Here’s what you’ll need to make Vegan Spinach Ricotta:
- Raw cashews (I now buy them in a 5 pound bag because they are ubiquitous in my cooking. That’s a big word).
- Extra-firm or firm tofu (it’s hidden, sneaky protein)
- Light miso (helps add the cheesy flavor)
- Nutritional yeast (again with the cheesy)
- Fresh basil or Dorot frozen chopped basil cubes
- Fresh garlic or Dorot frozen crushed garlic cubes
- Salt (duh)
For the sake of convenience, I LOVE LOVE LOVE Dorot frozen basil and garlic. They also have ginger, parsley, cilantro, and chili, which haven’t found yet, but maybe I wasn’t looking hard enough. These little cuties are so handy to have in the freezer whenever the urge to make vegan spinach ricotta strikes (and it strikes a lot).
First, pulse the raw cashews, miso, garlic, salt, and nutritional yeast in a food processor or blender until the mixture looks very fine and crumbly. This is important because you can easily tell that the cashews are all finely ground. It’s no fun to have a surprise bite of a big piece of cashew in something that isn’t supposed to have big pieces of cashew in it.
Next, add the spinach, basil, and tofu, and pulse until everything comes together, scraping down the sides of the food processor bowl once or twice if needed.
Ta-dah! It really is that easy. Besides calzones, roll-ups, and of course, lasagna, this stuff is FABULOUS stuffed into large pasta like cannelloni or shells, or thinned with a little water and tossed with pasta, or spread onto toasted baguette. You truly can’t go wrong. And, if for some reason you just can’t get on board the spinach train, leave it out and you’ve got….vegan ricotta. What, were you expecting something else?
It’s green. It’s good. It’s going to be in your belly. Well, it will be as soon as you make it. And when you do, tell me about it! No, seriously, I LOVE hearing about your culinary adventures. Hit me up on Instagram by tagging #passtheplants and @passtheplants, or leave a comment here.

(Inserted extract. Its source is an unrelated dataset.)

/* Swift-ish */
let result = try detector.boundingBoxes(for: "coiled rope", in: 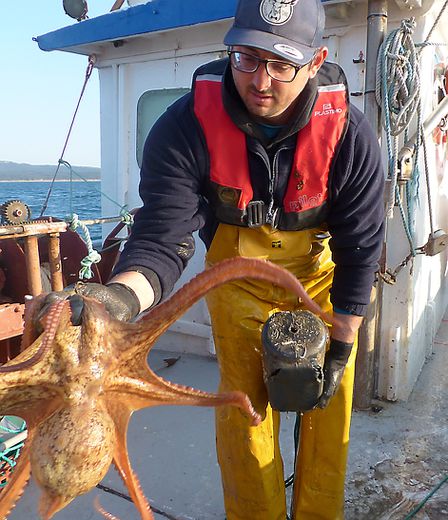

I get all giddy and excited, for reals.
And as for the Best Damn Vegan Lasagna – trust me when I tell you, it lives up to its name.
Vegan Spinach Ricotta
- 1 cup raw cashews
- 1 12 ounce package firm or extra-firm tofu (drained (1 package is typically 10-12 oz. it's ok to use a little less or more))
- 2 cups fresh baby spinach (or 1 cup frozen spinach)
- ¼ cup fresh basil leaves*
- 2 cloves of garlic**
- 1 teaspoon salt
- 1 teaspoon light miso (white (yellow, or chickpea))
- 2 tablespoons nutritional yeast
- In a food processor or blender, pulse cashews, garlic, miso, salt, and nutritional yeast until the mixture is fine and crumbly.
- Add the tofu, spinach, and basil and pulse to throughly combine until the mixture is finely ground and no large pieces of tofu or spinach are detectable..
- Use immediately or store in the refrigerator, covered, for up to a week. It won’t last that long.